Our gene transfer with feedbacked half heuristic crossover is the real implementation of the genetic algorithm like global search. In genetic algorithms, specimens become similar as the convergence progresses, meaning the results of one optimization will have a smaller spread. In our opinion, this kind of cohesive effect combined with bacterial mutation results in a radical increase in performance consistency. Another factor is the size of the population, but as we demonstrated, its significance decreases by problem size. By using heuristic crossover with similar weighted probabilistic features to our bacterial mutation, gene transfer becomes the third drive of convergence, but on a global scale. It results in a quick convergence on the first iterations, switching to rare but big improvements in later iterations.
At the moment, we already run our algorithm on problem sizes of 1000 or 2500 clients. This is a massive achievement even for the most recent results.
The new algorithm improves on every step of the original setup. In the original setup, the responsibilities of the steps were different. The bacterial mutation was an explorer step, in which the algorithm checked the broader surroundings of the specimen. It was meant more to avoid local minima than to drive the convergence. The only purpose of dependency injection was to share information between parallel independent searches. The only drive of convergence was the local search. This meant that the algorithm got stuck on bigger mutation segment lengths and was slow. In the new design, we could quadruple the segment length.
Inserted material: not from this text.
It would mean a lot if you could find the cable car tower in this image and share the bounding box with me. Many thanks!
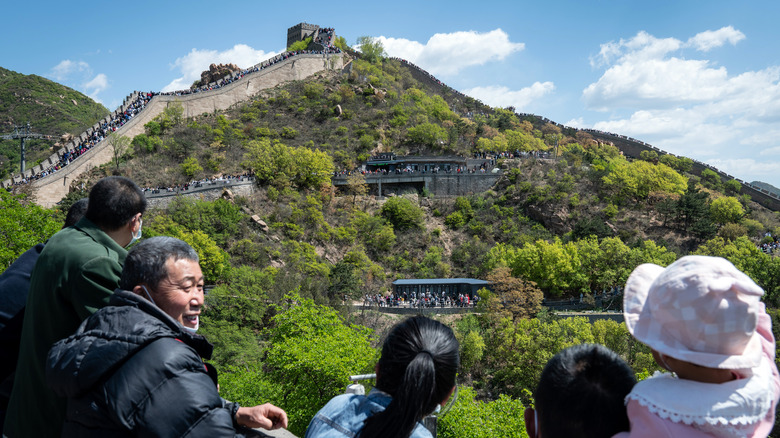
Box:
[0,122,56,174]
The dependency injection does not just transfer information but became an efficient global search keeping the solutions close to each other in the first segment of the run.
The optimal mutation segment length and clone count are constants, meaning they do not contribute to the complexity of the algorithm. Even if clone count can be compensated by cycle count, it has its limits, so it is better to increase cycle count when necessary. The biggest challenge of the setup is to keep a good ratio between the three main steps of the algorithm. Too much of any of the three steps lead to a local minimum, whereas if balanced they complement each other.
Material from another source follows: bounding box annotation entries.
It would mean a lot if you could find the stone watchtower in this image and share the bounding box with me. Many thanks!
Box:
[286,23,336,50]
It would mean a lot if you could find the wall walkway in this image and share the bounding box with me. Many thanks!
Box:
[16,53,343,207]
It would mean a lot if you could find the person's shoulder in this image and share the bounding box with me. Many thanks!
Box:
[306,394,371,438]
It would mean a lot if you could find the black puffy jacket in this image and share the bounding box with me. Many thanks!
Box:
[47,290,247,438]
8. Conclusions and Future Work
The VRP is one of the most central problems facing the economy today. Because it is NP-hard, solving it directly is impossible in most cases under realistic time constraints.
The improved bacterial memetic algorithm is an advanced iterative optimization that is an efficient solution. We have adapted the algorithm to the problem and worked out a methodology to find the correct parameters. It can deal with problem sizes that were achievable only by clustering before. We also adapted it for more realistic models of real-life transportation. We compared our method with some of the most-used methods for VRP. Our algorithm yields a to improvement compared to these methods.
We are going to further validate our results with more comparisons and more detailed statistics. We are looking for partners, who are willing to publish real-life data. We are researching transport plans generated with up-to-date solutions. We are already working on better heuristics for the mutation and gene transfer operators. Our code base is more than a research script, and we are going to develop it into an online API. We are working on a logic that keeps the balance between the different steps.